Picked up the 500 Saturday, it's nice to have a GPS again. Garmin Connect seems to be okay it's got most of what I want, but I'll be looking for a better program. The battery seems to be very good and charges fast, will it be good long term? Only time will tell. The only thing that's weird is I rode a 24ish mile loop I do from home all but 2 miles is single track (Hawes, Mesa AZ) with my 305 it was showing 3400' of elevation with the 500 it only shows 2700'. Quite a difference I'd say. I've done lots of rides over 5000' elevation gain and this 24+mile loop is more than 2700' so the question is, is it defective or are they all off? What do you guys think?

Here are the links to the two rides. I added a little rode to the end of the ride yesterday cause I wanted to ride linger. And yes I was in better shape last year.

http://connect.garmin.com/activity/23057434
http://connect.garmin.com/activity/18032602


----------



## The_Boy (Sep 15, 2005)

lanpope said:


> How useful is the "course" function in the 500?
> 
> One of the main reasons that I want a GPS unit is to be able to ride other peoples routes from MMR or similar in new areas of the country when I travel.
> 
> ...


Loading someone else's route and being able to follow it on a trail I've never ridden is the main/only reason I've started researching GPS devices. Is that what this "course" function is? And is it not a common feature on most GPS devices?


----------



## slocaus (Jul 21, 2005)

The_Boy said:


> Loading someone else's route and being able to follow it on a trail I've never ridden is the main/only reason I've started researching GPS devices. Is that what this "course" function is? And is it not a common feature on most GPS devices?


You can do it as a "course", but uploading it as a "route" is simpler and easier. The fitness GPSes use courses, a regular mapping GPS does not usually. They are almost the same thing in reality, unless you want to "race" yourself, and then you need to add it to a course to a fitness GPS.


----------



## lanpope (Jan 6, 2004)

slocaus said:


> You can do it as a "course", but uploading it as a "route" is simpler and easier. The fitness GPSes use courses, a regular mapping GPS does not usually.
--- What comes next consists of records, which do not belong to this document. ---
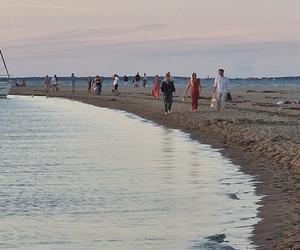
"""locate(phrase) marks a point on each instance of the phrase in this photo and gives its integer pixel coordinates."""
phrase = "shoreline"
(243, 133)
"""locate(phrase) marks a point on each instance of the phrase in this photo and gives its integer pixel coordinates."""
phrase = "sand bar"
(260, 136)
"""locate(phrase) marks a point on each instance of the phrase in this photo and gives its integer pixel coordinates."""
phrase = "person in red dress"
(195, 90)
(156, 87)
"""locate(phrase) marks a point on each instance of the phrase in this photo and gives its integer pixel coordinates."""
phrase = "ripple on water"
(78, 176)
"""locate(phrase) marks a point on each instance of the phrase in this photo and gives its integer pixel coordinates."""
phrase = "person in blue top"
(167, 88)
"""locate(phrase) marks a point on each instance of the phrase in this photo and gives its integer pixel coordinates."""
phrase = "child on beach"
(221, 88)
(168, 88)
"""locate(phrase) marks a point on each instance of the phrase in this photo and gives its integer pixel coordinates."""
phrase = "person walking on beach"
(221, 88)
(98, 85)
(115, 84)
(125, 78)
(156, 87)
(89, 84)
(46, 84)
(145, 80)
(168, 88)
(73, 80)
(136, 80)
(54, 84)
(194, 86)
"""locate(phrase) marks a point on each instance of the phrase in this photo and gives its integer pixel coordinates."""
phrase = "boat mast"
(4, 64)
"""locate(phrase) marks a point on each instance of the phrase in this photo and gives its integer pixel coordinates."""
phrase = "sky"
(89, 37)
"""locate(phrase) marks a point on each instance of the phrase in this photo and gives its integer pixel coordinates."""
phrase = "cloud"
(51, 6)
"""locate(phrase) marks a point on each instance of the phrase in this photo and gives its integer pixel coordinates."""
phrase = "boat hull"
(4, 89)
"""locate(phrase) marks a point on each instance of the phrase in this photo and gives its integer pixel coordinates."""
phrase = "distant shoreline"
(252, 132)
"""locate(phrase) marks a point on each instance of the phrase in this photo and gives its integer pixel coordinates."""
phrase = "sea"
(76, 176)
(182, 81)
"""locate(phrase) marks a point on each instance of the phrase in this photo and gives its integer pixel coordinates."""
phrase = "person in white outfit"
(221, 88)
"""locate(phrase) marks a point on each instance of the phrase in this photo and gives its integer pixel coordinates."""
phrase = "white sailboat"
(5, 83)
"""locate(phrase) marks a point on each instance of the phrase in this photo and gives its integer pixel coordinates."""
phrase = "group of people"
(51, 84)
(167, 87)
(220, 91)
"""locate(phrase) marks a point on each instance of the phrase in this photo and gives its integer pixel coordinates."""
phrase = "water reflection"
(77, 176)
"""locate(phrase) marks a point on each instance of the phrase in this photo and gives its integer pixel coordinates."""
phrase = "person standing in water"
(156, 87)
(73, 80)
(145, 80)
(168, 88)
(221, 88)
(194, 86)
(46, 85)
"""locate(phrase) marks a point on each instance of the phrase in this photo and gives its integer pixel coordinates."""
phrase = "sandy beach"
(253, 132)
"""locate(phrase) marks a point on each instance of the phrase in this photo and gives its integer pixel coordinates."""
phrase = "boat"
(5, 83)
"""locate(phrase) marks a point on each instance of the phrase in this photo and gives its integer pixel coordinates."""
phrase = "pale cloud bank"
(88, 37)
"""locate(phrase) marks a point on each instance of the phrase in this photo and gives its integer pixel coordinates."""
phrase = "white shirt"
(116, 81)
(221, 84)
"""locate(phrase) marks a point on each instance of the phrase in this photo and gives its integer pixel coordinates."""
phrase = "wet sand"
(254, 132)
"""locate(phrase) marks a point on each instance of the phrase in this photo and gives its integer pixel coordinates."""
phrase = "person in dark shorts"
(167, 88)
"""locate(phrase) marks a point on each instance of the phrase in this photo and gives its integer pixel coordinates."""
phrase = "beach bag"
(213, 102)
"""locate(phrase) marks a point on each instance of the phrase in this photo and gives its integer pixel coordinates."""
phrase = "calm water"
(182, 81)
(75, 176)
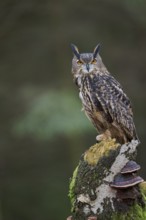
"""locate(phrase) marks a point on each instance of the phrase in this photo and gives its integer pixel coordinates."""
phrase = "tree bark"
(91, 194)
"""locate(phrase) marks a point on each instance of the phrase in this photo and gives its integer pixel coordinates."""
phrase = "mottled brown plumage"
(103, 99)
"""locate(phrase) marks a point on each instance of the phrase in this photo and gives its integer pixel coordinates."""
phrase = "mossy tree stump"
(90, 192)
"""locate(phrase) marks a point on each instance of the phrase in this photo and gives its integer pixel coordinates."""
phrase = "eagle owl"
(103, 99)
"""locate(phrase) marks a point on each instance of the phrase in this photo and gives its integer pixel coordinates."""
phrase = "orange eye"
(94, 61)
(79, 62)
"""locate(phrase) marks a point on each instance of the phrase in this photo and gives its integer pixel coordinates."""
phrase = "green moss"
(71, 188)
(135, 213)
(143, 188)
(99, 150)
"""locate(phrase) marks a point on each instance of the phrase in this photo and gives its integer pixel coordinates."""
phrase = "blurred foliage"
(42, 131)
(53, 114)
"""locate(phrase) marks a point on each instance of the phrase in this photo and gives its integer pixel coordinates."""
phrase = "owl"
(103, 99)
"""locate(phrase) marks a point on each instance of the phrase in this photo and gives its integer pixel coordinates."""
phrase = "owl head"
(86, 63)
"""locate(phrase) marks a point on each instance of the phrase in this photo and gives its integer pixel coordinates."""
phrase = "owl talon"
(100, 137)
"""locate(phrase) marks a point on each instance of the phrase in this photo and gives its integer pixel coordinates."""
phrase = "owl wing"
(114, 103)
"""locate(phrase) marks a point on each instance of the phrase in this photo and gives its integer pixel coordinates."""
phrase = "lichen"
(71, 193)
(135, 213)
(99, 150)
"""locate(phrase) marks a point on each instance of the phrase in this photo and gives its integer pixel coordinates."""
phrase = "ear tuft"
(75, 51)
(96, 51)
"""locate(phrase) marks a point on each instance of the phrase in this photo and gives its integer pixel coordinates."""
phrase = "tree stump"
(93, 192)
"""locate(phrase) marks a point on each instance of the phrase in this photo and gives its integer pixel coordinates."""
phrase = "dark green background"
(42, 130)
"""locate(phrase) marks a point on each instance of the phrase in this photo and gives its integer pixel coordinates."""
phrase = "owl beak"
(87, 67)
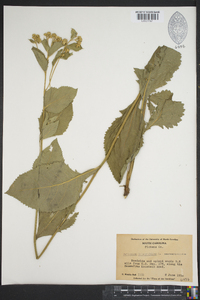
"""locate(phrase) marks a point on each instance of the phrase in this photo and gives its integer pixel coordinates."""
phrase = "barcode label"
(147, 16)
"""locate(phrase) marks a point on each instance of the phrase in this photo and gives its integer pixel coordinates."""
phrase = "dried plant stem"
(128, 177)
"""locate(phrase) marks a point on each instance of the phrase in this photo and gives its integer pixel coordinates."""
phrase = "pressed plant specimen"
(51, 187)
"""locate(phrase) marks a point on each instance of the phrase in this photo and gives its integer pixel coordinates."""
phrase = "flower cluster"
(65, 42)
(78, 40)
(36, 38)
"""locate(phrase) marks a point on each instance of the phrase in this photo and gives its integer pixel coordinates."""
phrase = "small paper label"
(154, 257)
(147, 16)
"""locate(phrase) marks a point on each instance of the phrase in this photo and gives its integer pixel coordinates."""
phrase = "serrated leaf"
(54, 48)
(49, 127)
(74, 47)
(49, 155)
(73, 33)
(49, 222)
(167, 112)
(55, 100)
(63, 118)
(159, 70)
(45, 44)
(128, 143)
(49, 187)
(43, 62)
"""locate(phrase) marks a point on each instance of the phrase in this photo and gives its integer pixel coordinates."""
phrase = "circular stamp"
(177, 27)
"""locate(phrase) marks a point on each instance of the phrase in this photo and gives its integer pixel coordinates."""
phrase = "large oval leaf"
(50, 186)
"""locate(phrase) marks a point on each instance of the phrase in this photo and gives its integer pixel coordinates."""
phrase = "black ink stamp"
(177, 27)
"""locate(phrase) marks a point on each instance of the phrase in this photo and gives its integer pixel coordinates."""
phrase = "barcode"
(147, 17)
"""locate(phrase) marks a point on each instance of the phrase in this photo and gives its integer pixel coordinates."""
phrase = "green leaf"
(128, 143)
(49, 187)
(49, 222)
(73, 33)
(58, 112)
(43, 62)
(74, 47)
(55, 47)
(55, 100)
(61, 119)
(167, 112)
(159, 70)
(49, 127)
(45, 44)
(49, 155)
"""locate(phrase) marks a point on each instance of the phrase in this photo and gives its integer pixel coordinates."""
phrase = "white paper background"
(163, 184)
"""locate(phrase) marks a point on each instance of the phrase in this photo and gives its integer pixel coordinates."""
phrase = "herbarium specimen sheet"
(128, 75)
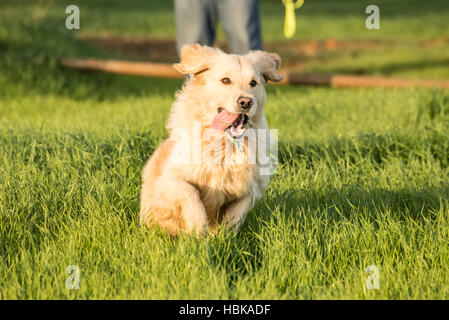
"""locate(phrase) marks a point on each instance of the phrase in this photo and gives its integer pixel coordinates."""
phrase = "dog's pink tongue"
(223, 120)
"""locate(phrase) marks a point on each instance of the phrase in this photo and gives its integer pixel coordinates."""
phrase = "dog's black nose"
(245, 102)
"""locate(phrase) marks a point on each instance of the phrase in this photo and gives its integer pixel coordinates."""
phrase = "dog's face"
(227, 84)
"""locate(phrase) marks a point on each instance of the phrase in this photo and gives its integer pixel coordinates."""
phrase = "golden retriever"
(208, 172)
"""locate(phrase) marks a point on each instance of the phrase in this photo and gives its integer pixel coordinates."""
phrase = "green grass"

They are almost the same thing in reality, unless you want to "race" yourself, and then you need to add it to a course to a fitness GPS.


I have not been able to "upload" any type of pre-planned or downloaded ride as a "route" in the 205 and 305 that I have been playing with.

It is easy to upload the ride as a "course" and then follow it. I have even gotten it to give me turn ques with Bikeroutetoaster "courses", but I can get nothing into the "routes" portion of the GPS.

From reading the manual...it looks like "routes" only navigate you from premarked location to premarked location "as the crow flies". Not very useful on the 205/305 if you ask me.

Edge 500 and 705 may be different...I've not played with them.

LP


----------



## funkydrum (Mar 10, 2007)

Just bought and raced the 500 last weekend. I'm a 305 user but was on my 2nd reconditioned unit (auto-off in the rock-gardens, Lap/Reset button non-functional). Here's a few thoughts:

- Boot time was comparable
- Liked the % charged indicator instead of "Charging in Progress"
- All buttons are rubber-covered (vs. the lap and start/stop on the 305)
- Menus just as or slightly more intuitive as 305
- Better mount. O-ring lifespan questionable but easy, plus extras included.
- Unclear whether the temp. data is stored or just real-time.

I'm happy as it's smaller and I never used the mapping functions of the 305. The claimed longer battery life will be a plus on the 6-hr races and epic rides.


----------